As respondents concede, our recent holding in Matter of State of New York v. Randy M., 57 A.D.3d 1157, 870 N.Y.S.2d 490 [2008] is dispositive of the issue of whether a Mental Hygiene Law article 10 proceeding was properly commenced pursuant to Mental Hygiene Law § 10.03(g)(1).   In that case, as here, the person against whom such a proceeding was commenced had been “improperly and unlawfully in the custody of DOCS due to violating terms of a period of postrelease supervision that was not properly imposed” (id. at 1159, 870 N.Y.S.2d 490).   Accordingly, we held that “DOCS was not an ‘agency with jurisdiction’ authorized to issue notice under Mental Hygiene Law article 10” (id. at 1159, 870 N.Y.S.2d 490, quoting Mental Hygiene Law § 10.03[a] ).   Nor are we persuaded by respondents' alternate argument that, unlike in Matter of State of New York v.
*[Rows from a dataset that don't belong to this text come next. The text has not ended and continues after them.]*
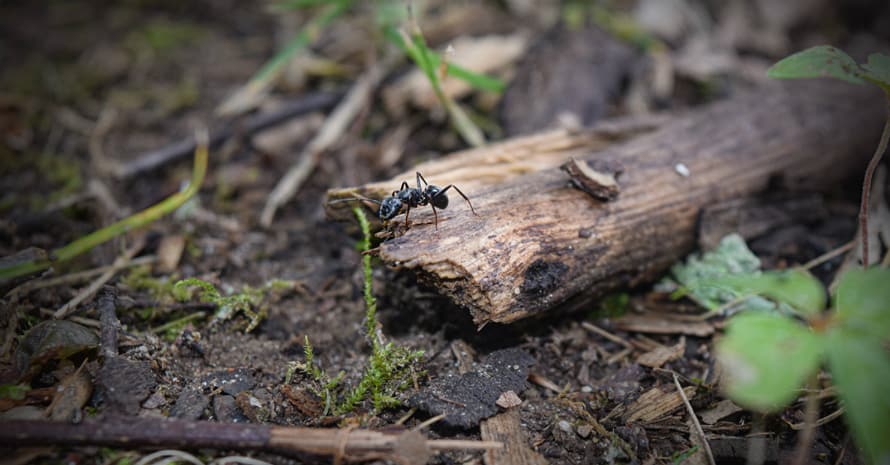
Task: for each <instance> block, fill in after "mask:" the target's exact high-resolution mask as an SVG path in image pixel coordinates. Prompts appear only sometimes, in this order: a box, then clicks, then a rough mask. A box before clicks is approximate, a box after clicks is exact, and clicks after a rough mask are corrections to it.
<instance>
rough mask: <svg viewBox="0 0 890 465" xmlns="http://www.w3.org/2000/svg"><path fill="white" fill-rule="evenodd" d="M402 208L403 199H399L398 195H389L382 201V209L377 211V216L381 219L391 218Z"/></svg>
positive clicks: (391, 218) (389, 218)
mask: <svg viewBox="0 0 890 465" xmlns="http://www.w3.org/2000/svg"><path fill="white" fill-rule="evenodd" d="M401 210H402V201H401V200H399V198H398V197H387V198H385V199H383V201H382V202H380V210H378V211H377V216H378V217H379V218H380V219H381V220H384V221H386V220H391V219H393V218H395V217H396V215H398V214H399V212H400V211H401Z"/></svg>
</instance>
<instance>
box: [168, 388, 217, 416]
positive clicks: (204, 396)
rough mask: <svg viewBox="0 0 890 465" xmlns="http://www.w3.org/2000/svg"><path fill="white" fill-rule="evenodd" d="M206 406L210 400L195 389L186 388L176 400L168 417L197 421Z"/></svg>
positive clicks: (199, 391)
mask: <svg viewBox="0 0 890 465" xmlns="http://www.w3.org/2000/svg"><path fill="white" fill-rule="evenodd" d="M208 405H210V399H209V398H208V397H207V396H205V395H204V393H203V392H201V391H200V390H199V389H196V388H186V389H184V390H183V391H182V392H181V393H180V394H179V397H178V398H176V404H175V405H173V408H172V409H170V416H171V417H173V418H181V419H183V420H199V419H200V418H201V417H202V416H203V415H204V409H206V408H207V406H208Z"/></svg>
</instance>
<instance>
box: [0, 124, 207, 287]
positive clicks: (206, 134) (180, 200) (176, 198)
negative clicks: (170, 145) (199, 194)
mask: <svg viewBox="0 0 890 465" xmlns="http://www.w3.org/2000/svg"><path fill="white" fill-rule="evenodd" d="M196 139H197V140H198V145H197V147H196V148H195V162H194V168H193V169H192V179H191V181H190V182H189V185H188V186H187V187H186V188H185V189H183V190H181V191H179V192H177V193H175V194H173V195H171V196H170V197H167V198H166V199H164V200H163V201H161V202H159V203H157V204H155V205H152V206H151V207H148V208H146V209H145V210H142V211H141V212H139V213H136V214H134V215H131V216H129V217H127V218H124V219H122V220H120V221H118V222H117V223H114V224H112V225H109V226H106V227H104V228H102V229H100V230H98V231H95V232H93V233H90V234H88V235H86V236H83V237H81V238H79V239H77V240H75V241H74V242H71V243H70V244H68V245H66V246H64V247H60V248H58V249H55V250H53V251H52V253H51V254H50V258H48V259H44V260H31V261H26V262H22V263H17V264H14V265H12V266H9V267H6V268H0V280H5V279H12V278H16V277H19V276H23V275H26V274H29V273H34V272H36V271H41V270H45V269H47V268H49V267H50V266H52V265H53V264H54V263H60V262H65V261H68V260H71V259H72V258H74V257H77V256H78V255H80V254H82V253H84V252H86V251H88V250H91V249H93V248H94V247H96V246H98V245H100V244H102V243H105V242H107V241H109V240H111V239H113V238H115V237H117V236H120V235H121V234H124V233H126V232H127V231H130V230H132V229H138V228H141V227H142V226H145V225H146V224H149V223H152V222H154V221H155V220H157V219H158V218H160V217H162V216H164V215H166V214H168V213H170V212H172V211H174V210H176V209H177V208H179V207H180V206H181V205H182V204H184V203H185V202H186V201H187V200H188V199H190V198H192V196H194V195H195V193H197V192H198V189H200V187H201V184H202V183H203V182H204V175H205V174H206V173H207V134H206V132H205V133H203V134H199V135H198V136H197V137H196Z"/></svg>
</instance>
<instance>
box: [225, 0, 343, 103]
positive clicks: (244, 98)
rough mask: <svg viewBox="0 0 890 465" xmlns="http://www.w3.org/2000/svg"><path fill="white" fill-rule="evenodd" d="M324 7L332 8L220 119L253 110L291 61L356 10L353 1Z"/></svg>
mask: <svg viewBox="0 0 890 465" xmlns="http://www.w3.org/2000/svg"><path fill="white" fill-rule="evenodd" d="M321 3H326V4H327V5H328V6H327V7H325V9H324V10H322V11H321V12H320V13H318V14H317V15H316V16H315V17H313V18H312V19H311V20H310V21H309V23H308V24H306V26H305V27H304V28H303V29H302V30H301V31H300V32H299V33H297V35H295V36H294V37H293V38H292V39H291V40H290V41H288V43H287V45H285V47H284V48H283V49H281V51H279V52H278V53H276V54H275V56H274V57H272V59H271V60H269V61H268V62H266V64H264V65H263V67H262V68H260V70H259V71H257V72H256V74H254V75H253V77H252V78H250V80H249V81H248V82H247V84H245V85H244V86H243V87H241V88H240V89H238V91H236V92H235V94H234V95H232V96H231V97H229V98H228V99H226V100H225V101H224V102H223V103H222V104H220V105H219V106H218V107H217V109H216V114H217V115H218V116H228V115H232V114H236V113H240V112H242V111H245V110H248V109H250V108H252V107H253V106H254V105H255V104H256V103H257V102H258V101H259V96H261V95H262V94H264V93H265V92H267V91H268V90H269V88H270V87H271V86H272V82H273V81H274V80H275V78H276V77H278V75H279V74H280V73H281V72H282V71H283V70H284V66H285V65H286V64H287V63H288V62H289V61H290V60H291V58H293V56H294V55H296V53H297V52H299V51H301V50H303V49H304V48H306V47H307V46H309V45H310V44H311V43H312V42H314V41H315V40H316V39H317V38H318V36H319V35H320V33H321V30H322V29H324V28H325V27H326V26H327V25H328V24H330V23H331V22H332V21H333V20H335V19H337V17H339V16H340V15H341V14H343V12H345V11H346V10H347V9H348V8H349V7H351V6H352V0H332V1H328V2H321Z"/></svg>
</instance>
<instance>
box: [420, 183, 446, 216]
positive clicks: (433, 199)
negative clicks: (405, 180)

Randy M., supra, this proceeding was properly commenced because petitioner is a “detained sex offender” as defined in Mental Hygiene Law § 10.03(g)(5) due to his previous commitment to a hospital facility operated by OMH pursuant to Mental Hygiene Law § 9.27. While petitioner had been committed pursuant to that section, it is nonetheless clear that he was in the custody of DOCS when the proceeding was commenced and DOCS was not an agency with jurisdiction as required by Mental Hygiene Law § 10.05(b) (see People ex rel. David NN. v. Hogan, 53 A.D.3d 841, 862 N.Y.S.2d 150 [2008], lv. denied 11 N.Y.3d 708, 868 N.Y.S.2d 600, 897 N.E.2d 1084 [2008] [establishing that the agency must have legal custody over the detained person when notice is given] ).   As the notice required by that section was not properly issued, Supreme Court should have granted the writ of habeas corpus and ordered petitioner's immediate release (see Matter of State of New York v. Randy M., 57 A.D.3d at 1160, 870 N.Y.S.2d 490).

ORDERED that the order is reversed, on the law, without costs, writ of habeas corpus granted, and the Department of Correctional Services is ordered to immediately release petitioner.